Saa Raa Og Kald jest przezajebiste. Dla fanów Taake i tym podobnych klimatów pozycja obowiązkowa. W cholerę wbijających riffów i tej mocno skandynawsko-naturalnej atmosfery. Klasyczna Norwegia ma się w ciul dobrze. Przy okazji gorąco polecam kapelę w której gra 3 z 4 członków Djevel, czyli NettleCarrier i ich tegoroczny 'Black Coffin Rites'. Też klasyczne blekowe granie, ale brudniejsze i prymitywniejsze. Chopcy w obu projektach mocno dają radę.
Re: DJEVEL
: 12-05-2015, 13:04
autor: Lurtz
Dla wielu osobników z tego forum może się to okazać zbyt melodyjne, a co za tym idzie pedalskie. Mam na myśli Djevel, bo NettleCarrier nie słyszałem. Z Djevel też nie miałem wcześniej styczności, ale właśnie zapoznaję się z 'Saa Raa Og Kald' i póki co mi się podoba. Chyba się polubimy. Będę też musiał się zapoznać z wcześniejszymi ich wydawnictwami .
Re: DJEVEL
: 20-03-2016, 21:59
autor: Silent_Sea
Zostało mi kilka wolnych placków Djevel “Saa Raa og Kald (black lp, ltd 300x) i NettleCarrier “Black Coffin Rites (lp, blood red vinyl). Chętni tylko kontakt telepatyczny, wysyłka sroką pocztową.
Re: DJEVEL
: 20-03-2016, 22:04
autor: manieczki
Silent_Sea pisze:Zostało mi kilka wolnych placków Djevel “Saa Raa og Kald (black lp, ltd 300x) i NettleCarrier “Black Coffin Rites (lp, blood red vinyl). Chętni tylko kontakt telepatyczny, wysyłka sroką pocztową.

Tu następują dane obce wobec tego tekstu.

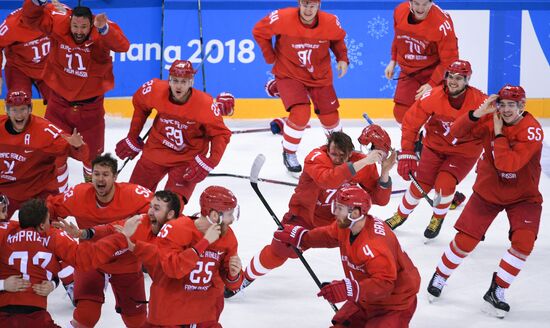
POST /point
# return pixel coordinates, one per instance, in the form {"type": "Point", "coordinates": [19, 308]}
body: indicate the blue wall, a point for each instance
{"type": "Point", "coordinates": [236, 63]}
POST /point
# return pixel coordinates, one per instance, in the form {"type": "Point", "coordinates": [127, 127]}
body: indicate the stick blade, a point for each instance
{"type": "Point", "coordinates": [256, 167]}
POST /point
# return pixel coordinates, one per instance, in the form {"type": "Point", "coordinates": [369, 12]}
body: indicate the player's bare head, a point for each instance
{"type": "Point", "coordinates": [181, 79]}
{"type": "Point", "coordinates": [82, 21]}
{"type": "Point", "coordinates": [219, 206]}
{"type": "Point", "coordinates": [4, 203]}
{"type": "Point", "coordinates": [339, 147]}
{"type": "Point", "coordinates": [511, 103]}
{"type": "Point", "coordinates": [104, 174]}
{"type": "Point", "coordinates": [18, 109]}
{"type": "Point", "coordinates": [309, 10]}
{"type": "Point", "coordinates": [34, 214]}
{"type": "Point", "coordinates": [350, 205]}
{"type": "Point", "coordinates": [164, 206]}
{"type": "Point", "coordinates": [420, 8]}
{"type": "Point", "coordinates": [457, 77]}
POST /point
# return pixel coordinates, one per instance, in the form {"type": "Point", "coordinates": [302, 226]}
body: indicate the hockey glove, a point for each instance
{"type": "Point", "coordinates": [277, 125]}
{"type": "Point", "coordinates": [271, 89]}
{"type": "Point", "coordinates": [290, 235]}
{"type": "Point", "coordinates": [198, 169]}
{"type": "Point", "coordinates": [129, 147]}
{"type": "Point", "coordinates": [407, 162]}
{"type": "Point", "coordinates": [340, 290]}
{"type": "Point", "coordinates": [225, 103]}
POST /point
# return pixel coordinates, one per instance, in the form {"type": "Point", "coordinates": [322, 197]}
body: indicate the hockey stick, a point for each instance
{"type": "Point", "coordinates": [254, 172]}
{"type": "Point", "coordinates": [248, 178]}
{"type": "Point", "coordinates": [251, 130]}
{"type": "Point", "coordinates": [148, 131]}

a mialo byc tak pieknieeeee, mial byc biznessssss :D
Jeszcze przed wydaniem czwartego albumu Aftermath Music wznowił pierwszą płytę "Dødssanger" na cd i białym winylu. Niezawodnie mam po kilka sztuk- cd za 34, a lp za 58 srebrników + koszty wysyłki. Szczegóły na PM.
Re: DJEVEL
: 01-12-2016, 21:56
autor: Silent_Sea
Prawdopodobnie w styczniu Djevel zagości w naszym pięknym, katolickim kraju.
a swoją drogą to za tak wydaną płytę powinni wieszać za jajca....
No dramatycznie jest to wydane. Z 5 płyt Djevel tylko jedną mam w jewel, jedną w możliwym digi z trayem, a reszta to same spedalone ecopacki czy digisleevy, czy jak tam się to kurestwo nazywa.